Bu anlam kaligrafik logonuzda da göze çarpıyor…
Evet logomuz suyun kaynağına, kökenine atıfta bulunan tek bir Kanji karakteriyle ifade ediliyor. Bu logo, tıpkı küçük bir pınarın nehre dönüşmesi ve uzun bir mesafeden sonra sonunda denize dökülüp ona karışması gibi, Japon ürünlerimizin Avrupalılar tarafından kabul edilip sevileceğine dair umudumuzu temsil ediyor..

Minamoto’nun Dna’sından ve felsefesinden bahsedebilir misiniz?
Dna’mız iki kelime ile tanımlanabilir: Zen ve Zanaatkarlık. Zen kelimesinin oldukça geniş bir anlamı var. Ancak Zen’in Minamoto için anlamı, gereksiz olanı ortadan kaldırmak ve değeri en üst düzeye çıkarmaktır. Minamoto tasarımlarında Zen’in ne anlama geldiğini ifade etmek için tek çiçekli vazo örneğini verebiliriz. İzleyicinin çiçeğin güzelliğini tam anlamıyla deneyimleyebilmesi için göz, azami özenle seçilen o tek çiçeğe odaklanmalıdır. Zanaatkarlık sadece gözlük üretiminin teknik yönüyle ilgili değil, aynı zamanda bir şeyleri daha iyi hale getirmek için üretime eleştirel yaklaşan kişinin tutumuyla da ilgilidir. Zanaatkarlık bu nedenle, markamızın temel ilkelerinden biridir.

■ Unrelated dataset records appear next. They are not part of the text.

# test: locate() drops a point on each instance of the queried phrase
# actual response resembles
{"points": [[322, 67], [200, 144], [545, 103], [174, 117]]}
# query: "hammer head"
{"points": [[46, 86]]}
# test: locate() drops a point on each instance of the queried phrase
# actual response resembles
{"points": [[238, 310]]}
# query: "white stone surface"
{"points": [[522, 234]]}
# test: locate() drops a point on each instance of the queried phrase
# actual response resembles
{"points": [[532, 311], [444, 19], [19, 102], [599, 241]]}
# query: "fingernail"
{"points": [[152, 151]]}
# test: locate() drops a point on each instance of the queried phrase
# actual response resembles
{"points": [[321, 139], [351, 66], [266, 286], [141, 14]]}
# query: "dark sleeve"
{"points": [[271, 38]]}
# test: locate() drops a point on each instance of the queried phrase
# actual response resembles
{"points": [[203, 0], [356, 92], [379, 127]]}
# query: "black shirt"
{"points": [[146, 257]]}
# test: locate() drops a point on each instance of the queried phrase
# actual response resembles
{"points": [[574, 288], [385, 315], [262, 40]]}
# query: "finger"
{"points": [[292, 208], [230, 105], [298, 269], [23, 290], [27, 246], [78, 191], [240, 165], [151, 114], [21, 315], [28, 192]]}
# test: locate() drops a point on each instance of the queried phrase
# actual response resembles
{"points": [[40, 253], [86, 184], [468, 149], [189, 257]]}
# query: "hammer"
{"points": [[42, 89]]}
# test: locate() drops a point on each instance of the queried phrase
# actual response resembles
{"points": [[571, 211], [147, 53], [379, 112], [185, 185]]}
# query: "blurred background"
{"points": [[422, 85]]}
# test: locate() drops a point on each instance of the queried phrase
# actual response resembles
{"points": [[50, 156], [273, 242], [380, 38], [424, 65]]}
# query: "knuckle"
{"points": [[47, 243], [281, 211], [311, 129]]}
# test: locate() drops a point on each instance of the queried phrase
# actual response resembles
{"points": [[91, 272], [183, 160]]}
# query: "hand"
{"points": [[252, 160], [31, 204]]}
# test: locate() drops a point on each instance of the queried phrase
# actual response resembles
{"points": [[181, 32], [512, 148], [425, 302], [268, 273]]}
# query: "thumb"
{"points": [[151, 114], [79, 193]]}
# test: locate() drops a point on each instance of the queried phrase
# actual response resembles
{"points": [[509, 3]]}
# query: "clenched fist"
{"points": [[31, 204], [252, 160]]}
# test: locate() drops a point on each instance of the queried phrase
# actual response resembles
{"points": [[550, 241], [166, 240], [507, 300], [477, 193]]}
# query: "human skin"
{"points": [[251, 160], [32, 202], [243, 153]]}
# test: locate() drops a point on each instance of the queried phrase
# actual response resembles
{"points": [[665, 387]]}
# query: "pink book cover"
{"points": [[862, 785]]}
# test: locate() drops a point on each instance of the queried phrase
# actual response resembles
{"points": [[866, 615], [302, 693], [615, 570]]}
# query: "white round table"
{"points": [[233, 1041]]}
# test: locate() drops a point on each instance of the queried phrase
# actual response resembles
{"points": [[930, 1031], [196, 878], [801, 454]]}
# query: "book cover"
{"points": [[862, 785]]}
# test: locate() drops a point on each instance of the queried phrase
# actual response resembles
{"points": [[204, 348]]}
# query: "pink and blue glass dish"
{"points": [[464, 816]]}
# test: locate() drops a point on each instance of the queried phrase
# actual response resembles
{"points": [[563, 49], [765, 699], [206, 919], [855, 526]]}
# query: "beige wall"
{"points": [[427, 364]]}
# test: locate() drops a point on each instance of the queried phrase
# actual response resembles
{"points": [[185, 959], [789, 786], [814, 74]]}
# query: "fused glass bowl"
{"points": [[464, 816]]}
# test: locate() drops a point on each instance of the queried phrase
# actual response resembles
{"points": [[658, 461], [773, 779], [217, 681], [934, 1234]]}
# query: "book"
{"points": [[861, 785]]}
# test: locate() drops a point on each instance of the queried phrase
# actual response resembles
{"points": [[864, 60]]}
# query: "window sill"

Japon markaları detaylara verdikleri önemle biliniyor. Minamoto olarak detaylara titizlikle yaklaşmak sizin için de öncelikli mi?
Minamoto olarak Japonya’nın geleneksel gözlük üretimi anlayışına güçlü bir şekilde bağlı olduğumuzdan, gözlüklerin ortaya çıkış sürecinde her detaya özenle yaklaşıyoruz. Ürünlerimizin uzun süreli kullanılmasına odaklanıp hiçbir detayı gözden kaçırmamaya çalışıyoruz. Menteşeleri ve vidaları açıkça göstermekten, plastik burun pedleri ve sap uçları kullanmaktan kaçınıyoruz.

Titanyum konusunda uzmanlaşmış olmanız şaşırtıcı değil. Bu malzeme için neler söylemek istersiniz?
Hafif, dayanıklı, hipoalerjenik, kimyasal olarak stabil olan titanyumun gözlükler için en iyi malzeme olduğuna inanıyoruz. Titanyum aynı zamanda kökenimizin bir parçası, bu yüzden markamızla mükemmel bir şekilde eşleşiyor.

Sizce renkli camların bu kadar öne çıkmasının sebepleri nelerdir?
Renkli camlar, kullanıcıların sadece güneş gözlükleriyle değil, optik gözlükleriyle de renklerin keyfini çıkarmasına ve dünyalarını uygun gördükleri ışığa büründürmelerine olanak tanıyor. Bu yılın en gözde trendi olan renkli camlara podyumlar ve dergilerde sık sık rastlayabilirsiniz.

Minamoto olarak gelecek hedeflerinizden söz edebilir misiniz?
Minamoto hayranlarının sayısını daha da artırmak istiyorum. Markayı daha iyi hale getirmek için zanaatkarlığımızı ortaya koyacak çalışmalara azimle devam edeceğim. Çünkü zanaatkarlık sürekli öğrenmeyi gerektiren bir yolculuktur.